Sie quengelte so lange, bis ich zusagte.

Wir fuhren also beide hin. Erstmal durch die Mark Brandenburg. Auf den Autobahnbrücken, durch die wir fuhren, standen Menschen, die uns zuwinkten. Wir fühlten uns seltsam berührt.

Aber wir mußten weiter. Man durfte ja keinen mitnehmen. Nach dem Grenzübergang nahm die Landschaft langsam Farbe an. Birken standen an den Wegrändern. Sie verbreiteten eine seltsame Melancholie. Ich fuhr, bis wir in der Heide stecken blieben.

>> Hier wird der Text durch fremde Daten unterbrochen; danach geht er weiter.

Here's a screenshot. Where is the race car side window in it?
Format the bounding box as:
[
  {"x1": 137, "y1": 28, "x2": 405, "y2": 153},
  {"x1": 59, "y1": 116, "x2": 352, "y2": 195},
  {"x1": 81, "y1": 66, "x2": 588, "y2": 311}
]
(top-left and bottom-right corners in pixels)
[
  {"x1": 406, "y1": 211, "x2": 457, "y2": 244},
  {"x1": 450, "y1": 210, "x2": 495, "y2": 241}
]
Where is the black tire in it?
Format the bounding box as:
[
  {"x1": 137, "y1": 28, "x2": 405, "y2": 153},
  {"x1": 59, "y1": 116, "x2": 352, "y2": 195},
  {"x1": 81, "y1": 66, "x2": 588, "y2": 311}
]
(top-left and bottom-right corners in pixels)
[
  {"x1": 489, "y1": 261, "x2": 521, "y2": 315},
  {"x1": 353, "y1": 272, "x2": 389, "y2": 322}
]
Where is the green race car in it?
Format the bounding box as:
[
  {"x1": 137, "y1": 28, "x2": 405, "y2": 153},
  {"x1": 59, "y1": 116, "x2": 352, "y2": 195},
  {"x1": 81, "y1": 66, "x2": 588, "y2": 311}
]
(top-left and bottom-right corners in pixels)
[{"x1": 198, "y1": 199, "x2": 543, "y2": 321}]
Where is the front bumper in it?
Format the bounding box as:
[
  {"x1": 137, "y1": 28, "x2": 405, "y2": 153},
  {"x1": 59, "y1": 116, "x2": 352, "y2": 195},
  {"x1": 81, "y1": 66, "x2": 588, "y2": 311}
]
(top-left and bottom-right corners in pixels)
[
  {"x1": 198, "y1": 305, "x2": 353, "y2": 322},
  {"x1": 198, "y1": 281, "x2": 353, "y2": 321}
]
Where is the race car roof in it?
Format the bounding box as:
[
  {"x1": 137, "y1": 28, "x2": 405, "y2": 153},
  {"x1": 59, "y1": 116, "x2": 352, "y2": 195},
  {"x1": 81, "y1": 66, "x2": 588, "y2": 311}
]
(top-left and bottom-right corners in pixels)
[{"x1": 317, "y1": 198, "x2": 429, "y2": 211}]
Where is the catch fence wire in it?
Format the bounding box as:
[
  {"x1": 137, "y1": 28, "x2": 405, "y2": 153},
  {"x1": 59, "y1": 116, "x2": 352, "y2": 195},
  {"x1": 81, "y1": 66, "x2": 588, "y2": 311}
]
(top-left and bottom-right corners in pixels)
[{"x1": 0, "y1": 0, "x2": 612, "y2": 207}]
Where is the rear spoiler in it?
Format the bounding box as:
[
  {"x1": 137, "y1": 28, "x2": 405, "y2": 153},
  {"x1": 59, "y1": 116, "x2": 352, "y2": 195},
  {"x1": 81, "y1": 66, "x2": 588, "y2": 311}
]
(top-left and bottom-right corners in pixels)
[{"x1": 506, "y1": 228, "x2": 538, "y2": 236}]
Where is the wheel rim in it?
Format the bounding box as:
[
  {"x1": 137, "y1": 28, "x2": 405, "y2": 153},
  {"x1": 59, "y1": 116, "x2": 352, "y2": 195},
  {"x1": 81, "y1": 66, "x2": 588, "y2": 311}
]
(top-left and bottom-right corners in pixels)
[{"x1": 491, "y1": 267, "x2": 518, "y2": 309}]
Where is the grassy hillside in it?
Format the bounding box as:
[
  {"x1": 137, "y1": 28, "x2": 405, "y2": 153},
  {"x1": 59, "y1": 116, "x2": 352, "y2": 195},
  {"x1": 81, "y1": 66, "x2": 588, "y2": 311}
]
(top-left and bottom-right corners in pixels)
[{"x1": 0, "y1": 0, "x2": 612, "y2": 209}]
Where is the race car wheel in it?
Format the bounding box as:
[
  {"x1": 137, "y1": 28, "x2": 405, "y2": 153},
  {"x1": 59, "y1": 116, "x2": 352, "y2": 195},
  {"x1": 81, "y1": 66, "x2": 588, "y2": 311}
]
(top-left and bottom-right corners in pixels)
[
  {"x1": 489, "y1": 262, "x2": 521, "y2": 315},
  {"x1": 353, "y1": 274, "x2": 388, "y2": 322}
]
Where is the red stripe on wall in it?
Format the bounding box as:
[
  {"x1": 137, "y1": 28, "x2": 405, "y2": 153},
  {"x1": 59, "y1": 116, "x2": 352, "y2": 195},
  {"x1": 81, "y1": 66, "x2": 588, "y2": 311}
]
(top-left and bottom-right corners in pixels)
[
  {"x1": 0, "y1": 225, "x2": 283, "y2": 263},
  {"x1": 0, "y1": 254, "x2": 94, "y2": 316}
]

Rosi stieg aus, machte ein paar Schritte, breitete ihren Glockenrock um sich und setzte sich mitten ins Blütenmeer. Die Bienen schwirrten um sie herum. Das störte sie nicht, nein es gehörte alles mit dazu. Sie nahm es in sich auf. Ich aquarellierte eine Landschaft in rot, in der die Buchsbäume dunkel, fast schwarz umherstehen. Ich malte die Birken wie Mädchen in gold-silbrigen Kleidern und ließ Wolken darüber fliegen.

Schwere Steine lagen vor mir. Ich glaube, sie gehörten zu einem Hühnengrab.

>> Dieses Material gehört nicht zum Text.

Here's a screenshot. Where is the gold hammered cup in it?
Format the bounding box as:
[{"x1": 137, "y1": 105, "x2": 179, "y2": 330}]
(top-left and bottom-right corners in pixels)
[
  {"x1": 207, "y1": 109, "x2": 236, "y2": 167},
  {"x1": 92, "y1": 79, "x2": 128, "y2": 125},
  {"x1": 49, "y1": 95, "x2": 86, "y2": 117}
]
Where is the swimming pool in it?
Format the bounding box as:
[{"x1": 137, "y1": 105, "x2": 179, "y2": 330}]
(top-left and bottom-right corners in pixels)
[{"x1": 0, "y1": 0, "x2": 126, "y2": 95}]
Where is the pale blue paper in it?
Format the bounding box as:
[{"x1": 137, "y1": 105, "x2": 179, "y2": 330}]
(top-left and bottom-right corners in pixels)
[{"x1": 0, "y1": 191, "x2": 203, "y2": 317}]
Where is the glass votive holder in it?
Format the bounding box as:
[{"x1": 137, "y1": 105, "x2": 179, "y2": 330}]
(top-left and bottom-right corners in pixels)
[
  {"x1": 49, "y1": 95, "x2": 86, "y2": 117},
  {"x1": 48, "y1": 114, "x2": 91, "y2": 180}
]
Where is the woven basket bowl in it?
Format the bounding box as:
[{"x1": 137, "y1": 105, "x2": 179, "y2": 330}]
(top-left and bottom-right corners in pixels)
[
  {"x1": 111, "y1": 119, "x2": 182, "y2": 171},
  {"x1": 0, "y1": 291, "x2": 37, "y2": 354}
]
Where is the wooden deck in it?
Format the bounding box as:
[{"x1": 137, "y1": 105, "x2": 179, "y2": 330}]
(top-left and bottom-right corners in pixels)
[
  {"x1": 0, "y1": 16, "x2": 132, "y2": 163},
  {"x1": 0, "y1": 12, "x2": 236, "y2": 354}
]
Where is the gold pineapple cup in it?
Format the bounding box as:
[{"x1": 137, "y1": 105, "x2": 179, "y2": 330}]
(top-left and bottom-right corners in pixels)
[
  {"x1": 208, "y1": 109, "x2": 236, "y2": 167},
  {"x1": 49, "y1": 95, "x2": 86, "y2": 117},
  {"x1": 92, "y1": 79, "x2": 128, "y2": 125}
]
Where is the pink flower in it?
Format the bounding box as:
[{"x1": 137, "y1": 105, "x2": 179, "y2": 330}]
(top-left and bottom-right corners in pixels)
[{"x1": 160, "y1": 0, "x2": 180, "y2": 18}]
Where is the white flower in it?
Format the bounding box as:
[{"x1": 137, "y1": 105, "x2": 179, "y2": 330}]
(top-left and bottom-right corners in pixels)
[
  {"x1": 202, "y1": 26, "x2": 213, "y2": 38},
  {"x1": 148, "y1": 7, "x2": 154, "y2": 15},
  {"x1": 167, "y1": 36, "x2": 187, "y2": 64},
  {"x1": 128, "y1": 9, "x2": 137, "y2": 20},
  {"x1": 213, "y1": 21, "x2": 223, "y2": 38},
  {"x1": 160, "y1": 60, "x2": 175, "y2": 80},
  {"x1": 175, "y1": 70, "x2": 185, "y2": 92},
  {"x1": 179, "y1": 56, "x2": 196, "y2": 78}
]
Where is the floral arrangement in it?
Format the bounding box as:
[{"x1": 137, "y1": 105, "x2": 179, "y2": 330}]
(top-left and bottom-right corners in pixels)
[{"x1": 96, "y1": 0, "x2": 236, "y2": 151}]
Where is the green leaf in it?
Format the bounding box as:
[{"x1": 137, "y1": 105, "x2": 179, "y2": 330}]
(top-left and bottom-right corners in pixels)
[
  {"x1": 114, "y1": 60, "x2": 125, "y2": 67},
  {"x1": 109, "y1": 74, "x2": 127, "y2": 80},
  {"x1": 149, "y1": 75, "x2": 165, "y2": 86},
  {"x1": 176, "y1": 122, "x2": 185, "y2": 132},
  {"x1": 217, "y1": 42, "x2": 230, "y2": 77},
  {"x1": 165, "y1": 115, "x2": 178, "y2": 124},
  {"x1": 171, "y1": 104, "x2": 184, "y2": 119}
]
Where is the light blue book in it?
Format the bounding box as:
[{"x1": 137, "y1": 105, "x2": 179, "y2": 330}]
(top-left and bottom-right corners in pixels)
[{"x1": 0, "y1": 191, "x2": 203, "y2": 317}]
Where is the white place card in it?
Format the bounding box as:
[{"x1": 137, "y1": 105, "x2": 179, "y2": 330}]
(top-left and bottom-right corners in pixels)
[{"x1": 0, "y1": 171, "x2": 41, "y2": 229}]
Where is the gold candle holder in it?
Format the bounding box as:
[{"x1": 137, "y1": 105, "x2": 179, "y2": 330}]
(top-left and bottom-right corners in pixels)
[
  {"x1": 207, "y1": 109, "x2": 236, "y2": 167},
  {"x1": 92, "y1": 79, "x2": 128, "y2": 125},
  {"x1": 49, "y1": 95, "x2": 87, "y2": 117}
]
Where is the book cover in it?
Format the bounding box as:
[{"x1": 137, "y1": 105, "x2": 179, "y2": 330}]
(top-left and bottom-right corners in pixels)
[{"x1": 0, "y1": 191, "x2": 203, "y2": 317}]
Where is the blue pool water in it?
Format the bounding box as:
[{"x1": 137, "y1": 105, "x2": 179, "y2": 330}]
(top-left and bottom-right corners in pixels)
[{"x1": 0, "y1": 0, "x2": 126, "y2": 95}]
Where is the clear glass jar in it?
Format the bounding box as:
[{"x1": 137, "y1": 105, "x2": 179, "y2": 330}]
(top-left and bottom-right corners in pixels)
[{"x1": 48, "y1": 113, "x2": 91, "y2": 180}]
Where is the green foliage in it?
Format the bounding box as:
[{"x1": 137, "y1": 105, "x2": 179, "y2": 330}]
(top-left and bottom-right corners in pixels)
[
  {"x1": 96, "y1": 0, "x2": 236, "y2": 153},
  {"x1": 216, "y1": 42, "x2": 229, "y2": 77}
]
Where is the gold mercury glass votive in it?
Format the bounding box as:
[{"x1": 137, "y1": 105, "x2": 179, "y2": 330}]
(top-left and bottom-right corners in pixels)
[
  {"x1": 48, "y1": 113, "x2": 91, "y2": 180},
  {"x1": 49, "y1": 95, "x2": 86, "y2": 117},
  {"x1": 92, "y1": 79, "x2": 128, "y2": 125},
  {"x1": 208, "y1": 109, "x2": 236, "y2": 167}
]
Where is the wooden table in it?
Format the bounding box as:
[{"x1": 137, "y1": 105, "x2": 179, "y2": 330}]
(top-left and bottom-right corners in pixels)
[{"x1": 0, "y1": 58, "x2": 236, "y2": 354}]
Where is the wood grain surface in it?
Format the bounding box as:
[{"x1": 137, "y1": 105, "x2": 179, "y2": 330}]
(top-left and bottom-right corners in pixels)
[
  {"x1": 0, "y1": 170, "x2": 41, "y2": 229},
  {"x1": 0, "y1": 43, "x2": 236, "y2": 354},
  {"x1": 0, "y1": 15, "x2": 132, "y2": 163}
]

Als ich zwei Stunden später nach Rosi sah, saß sie immer noch auf dem selben Fleck. Ich tippte sie an und fragte:

»Schläfst du?«

»Ich träume ein bisschen,« sagte sie.

»Willst du nicht ein bisschen spazierengehen?«

Sie schüttelte den Kopf und sagte:

»Nun weiß ich, was es mit der Heide auf sich hat. Ich meine, wenn du sie malst. Lass uns wieder nach Berlin fahren.«

Da wußte ich, daß es ihr für ein Leben lang reichte. Sie wollte zurück in die Steinwüste von Kreuzberg, wo sie zu Hause war!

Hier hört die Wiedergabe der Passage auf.